One million WordPress sites vulnerable due to leak in multilingualism plugin

One million WordPress sites vulnerable due to leak in multilingualism plugin

A critical vulnerability in WPML, a popular plugin that makes WordPress sites multilingual, allows attackers to take over websites remotely. The plugin has more than one million active installations. The leak had already been closed for users of the security plugin Wordfence. It took the plugin’s creator more than two months to issue a fix.

The vulnerability, designated CVE-2024-6386 and given a severity score of 9.9 out of 10, enabled server-side template injection due to missing input validation. This could be exploited for remote code execution.

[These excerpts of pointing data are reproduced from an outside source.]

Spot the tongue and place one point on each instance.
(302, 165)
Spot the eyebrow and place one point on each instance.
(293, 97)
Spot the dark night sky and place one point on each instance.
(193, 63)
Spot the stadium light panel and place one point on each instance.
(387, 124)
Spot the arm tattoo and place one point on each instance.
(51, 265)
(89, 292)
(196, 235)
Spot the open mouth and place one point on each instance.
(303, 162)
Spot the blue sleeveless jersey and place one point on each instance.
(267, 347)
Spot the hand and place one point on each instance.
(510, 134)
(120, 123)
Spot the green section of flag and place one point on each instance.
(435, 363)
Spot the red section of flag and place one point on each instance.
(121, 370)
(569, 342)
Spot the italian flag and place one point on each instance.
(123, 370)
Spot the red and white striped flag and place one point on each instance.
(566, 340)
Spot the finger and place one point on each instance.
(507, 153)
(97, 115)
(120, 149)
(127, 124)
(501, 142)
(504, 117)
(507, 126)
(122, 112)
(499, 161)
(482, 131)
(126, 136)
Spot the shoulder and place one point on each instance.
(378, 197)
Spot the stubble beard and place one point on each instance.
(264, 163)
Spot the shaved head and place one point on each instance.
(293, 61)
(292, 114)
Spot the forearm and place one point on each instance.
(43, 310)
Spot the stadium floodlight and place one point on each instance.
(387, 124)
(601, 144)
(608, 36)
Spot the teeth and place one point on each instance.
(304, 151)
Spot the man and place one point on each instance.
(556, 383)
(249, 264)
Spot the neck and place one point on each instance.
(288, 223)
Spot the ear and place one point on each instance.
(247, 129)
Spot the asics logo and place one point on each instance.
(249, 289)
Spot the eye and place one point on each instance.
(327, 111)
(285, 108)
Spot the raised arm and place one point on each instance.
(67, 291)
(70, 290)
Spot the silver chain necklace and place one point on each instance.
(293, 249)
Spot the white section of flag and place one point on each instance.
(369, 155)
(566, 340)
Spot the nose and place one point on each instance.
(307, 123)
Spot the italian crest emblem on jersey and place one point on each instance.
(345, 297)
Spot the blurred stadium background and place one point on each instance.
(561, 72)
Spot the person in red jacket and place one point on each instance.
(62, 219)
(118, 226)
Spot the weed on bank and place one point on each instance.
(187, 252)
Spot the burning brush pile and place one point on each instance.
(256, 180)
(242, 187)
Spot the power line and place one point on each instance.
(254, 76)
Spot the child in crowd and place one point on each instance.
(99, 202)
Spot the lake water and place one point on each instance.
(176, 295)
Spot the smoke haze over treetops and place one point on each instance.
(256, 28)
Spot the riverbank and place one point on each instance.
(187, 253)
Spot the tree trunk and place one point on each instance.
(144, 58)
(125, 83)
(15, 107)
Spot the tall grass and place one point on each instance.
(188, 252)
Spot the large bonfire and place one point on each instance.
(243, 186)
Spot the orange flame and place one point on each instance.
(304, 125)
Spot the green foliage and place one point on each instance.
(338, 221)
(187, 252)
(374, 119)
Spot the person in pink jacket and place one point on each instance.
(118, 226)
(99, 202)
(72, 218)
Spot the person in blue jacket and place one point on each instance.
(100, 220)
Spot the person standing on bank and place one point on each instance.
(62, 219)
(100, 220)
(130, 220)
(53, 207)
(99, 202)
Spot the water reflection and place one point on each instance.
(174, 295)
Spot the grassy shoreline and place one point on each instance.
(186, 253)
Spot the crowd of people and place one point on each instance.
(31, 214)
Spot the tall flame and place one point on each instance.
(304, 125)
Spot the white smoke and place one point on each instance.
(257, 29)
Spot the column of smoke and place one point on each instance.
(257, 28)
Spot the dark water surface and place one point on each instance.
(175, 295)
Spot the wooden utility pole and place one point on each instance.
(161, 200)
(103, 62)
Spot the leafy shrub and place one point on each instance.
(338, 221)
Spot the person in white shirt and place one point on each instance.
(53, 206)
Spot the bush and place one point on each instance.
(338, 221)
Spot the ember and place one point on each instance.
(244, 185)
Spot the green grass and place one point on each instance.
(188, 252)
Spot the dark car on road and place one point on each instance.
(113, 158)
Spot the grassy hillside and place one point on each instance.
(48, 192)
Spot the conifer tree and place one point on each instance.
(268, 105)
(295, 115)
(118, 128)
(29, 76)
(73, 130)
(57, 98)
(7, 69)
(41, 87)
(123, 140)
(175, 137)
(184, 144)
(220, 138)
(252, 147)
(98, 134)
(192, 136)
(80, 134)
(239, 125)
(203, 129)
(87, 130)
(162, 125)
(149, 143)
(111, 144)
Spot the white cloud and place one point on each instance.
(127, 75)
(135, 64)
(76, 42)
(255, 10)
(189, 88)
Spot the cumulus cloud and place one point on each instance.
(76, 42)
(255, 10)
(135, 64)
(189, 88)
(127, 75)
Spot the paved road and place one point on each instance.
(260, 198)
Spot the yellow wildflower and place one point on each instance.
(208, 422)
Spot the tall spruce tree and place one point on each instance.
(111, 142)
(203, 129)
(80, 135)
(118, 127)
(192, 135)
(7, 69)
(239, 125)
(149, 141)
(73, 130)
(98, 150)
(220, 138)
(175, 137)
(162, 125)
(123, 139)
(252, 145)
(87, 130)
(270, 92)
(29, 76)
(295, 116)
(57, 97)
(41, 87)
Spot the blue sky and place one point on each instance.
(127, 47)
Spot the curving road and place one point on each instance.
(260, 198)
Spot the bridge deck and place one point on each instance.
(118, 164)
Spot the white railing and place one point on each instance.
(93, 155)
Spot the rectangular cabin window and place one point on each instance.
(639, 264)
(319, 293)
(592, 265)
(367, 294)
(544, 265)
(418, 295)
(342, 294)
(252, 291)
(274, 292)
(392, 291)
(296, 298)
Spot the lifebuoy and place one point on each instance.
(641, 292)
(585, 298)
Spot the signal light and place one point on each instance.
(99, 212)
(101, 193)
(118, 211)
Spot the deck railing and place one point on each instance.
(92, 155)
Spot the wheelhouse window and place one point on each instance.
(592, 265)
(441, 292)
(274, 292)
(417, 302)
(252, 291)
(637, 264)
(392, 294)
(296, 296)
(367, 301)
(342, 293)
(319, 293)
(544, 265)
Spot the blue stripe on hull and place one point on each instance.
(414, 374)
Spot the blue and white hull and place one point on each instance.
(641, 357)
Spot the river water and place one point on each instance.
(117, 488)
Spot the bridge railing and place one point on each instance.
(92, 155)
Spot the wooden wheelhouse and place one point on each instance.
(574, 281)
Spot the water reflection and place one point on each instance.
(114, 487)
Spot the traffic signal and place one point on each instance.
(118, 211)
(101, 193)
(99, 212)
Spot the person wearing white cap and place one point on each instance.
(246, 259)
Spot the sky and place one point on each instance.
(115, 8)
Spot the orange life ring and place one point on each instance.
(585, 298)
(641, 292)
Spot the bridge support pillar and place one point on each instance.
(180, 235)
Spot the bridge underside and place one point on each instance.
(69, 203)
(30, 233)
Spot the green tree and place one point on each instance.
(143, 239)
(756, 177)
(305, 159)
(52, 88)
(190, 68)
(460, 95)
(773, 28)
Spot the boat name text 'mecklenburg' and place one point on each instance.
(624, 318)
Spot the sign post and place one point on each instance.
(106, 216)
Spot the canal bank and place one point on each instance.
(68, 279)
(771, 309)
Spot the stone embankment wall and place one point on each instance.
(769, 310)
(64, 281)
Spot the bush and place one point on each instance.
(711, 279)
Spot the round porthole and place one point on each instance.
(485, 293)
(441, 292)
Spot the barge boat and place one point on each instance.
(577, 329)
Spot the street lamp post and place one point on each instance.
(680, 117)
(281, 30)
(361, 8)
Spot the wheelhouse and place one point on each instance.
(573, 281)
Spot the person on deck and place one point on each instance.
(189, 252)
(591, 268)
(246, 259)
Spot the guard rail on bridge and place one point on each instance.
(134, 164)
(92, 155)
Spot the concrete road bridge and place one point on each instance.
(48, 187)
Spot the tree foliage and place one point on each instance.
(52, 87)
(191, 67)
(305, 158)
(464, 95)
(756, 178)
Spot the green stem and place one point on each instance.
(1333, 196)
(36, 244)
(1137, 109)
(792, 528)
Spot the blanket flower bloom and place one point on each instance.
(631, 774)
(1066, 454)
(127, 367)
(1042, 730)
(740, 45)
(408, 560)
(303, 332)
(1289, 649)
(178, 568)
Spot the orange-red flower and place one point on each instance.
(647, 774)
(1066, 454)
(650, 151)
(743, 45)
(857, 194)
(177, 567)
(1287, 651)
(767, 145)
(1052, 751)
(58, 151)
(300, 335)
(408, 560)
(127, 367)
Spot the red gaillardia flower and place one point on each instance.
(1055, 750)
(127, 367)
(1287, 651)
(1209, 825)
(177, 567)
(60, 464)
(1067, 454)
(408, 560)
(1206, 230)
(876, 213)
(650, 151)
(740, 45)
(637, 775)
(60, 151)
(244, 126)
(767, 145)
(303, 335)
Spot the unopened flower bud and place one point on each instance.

The vulnerability was discovered by a security researcher who tipped off Wordfence through their Bug Bounty Program. Wordfence responded by releasing a firewall rule in late June to protect Wordfence Premium, Wordfence Care, and Wordfence Response users from potential exploits. On July 27, users of the free version of Wordfence also received this protection.

No swift action

Despite repeated attempts to reach the plug-in’s developer, OnTheGoSystems, a response was delayed until August 1. Only after full disclosure of the details was a patch released in version 4.6.13 on August 20.

WPML is a plugin that makes WordPress sites multilingual and is active on over one million websites. Because of the vulnerability, attackers with authenticated access to the post editor can take over the entire website. Having that access is a prerequisite for doing so.

Urgent update required

Wordfence stresses that administrators should urgently update to the latest version of the plugin to avoid risks. Because WPML is a paid plug-in, no public data is available on how many installations have been updated.

WordPress plugins are prime targets for malicious actors. Just recently, LiteSpeed Cache, a popular WordPress plugin for site optimization, was found to contain a vulnerability that allowed hackers to give themselves admin rights over the site and, in effect, take over its entire contents. This plugin would leave some five million WordPress sites vulnerable to such escalation-of-privileges attacks.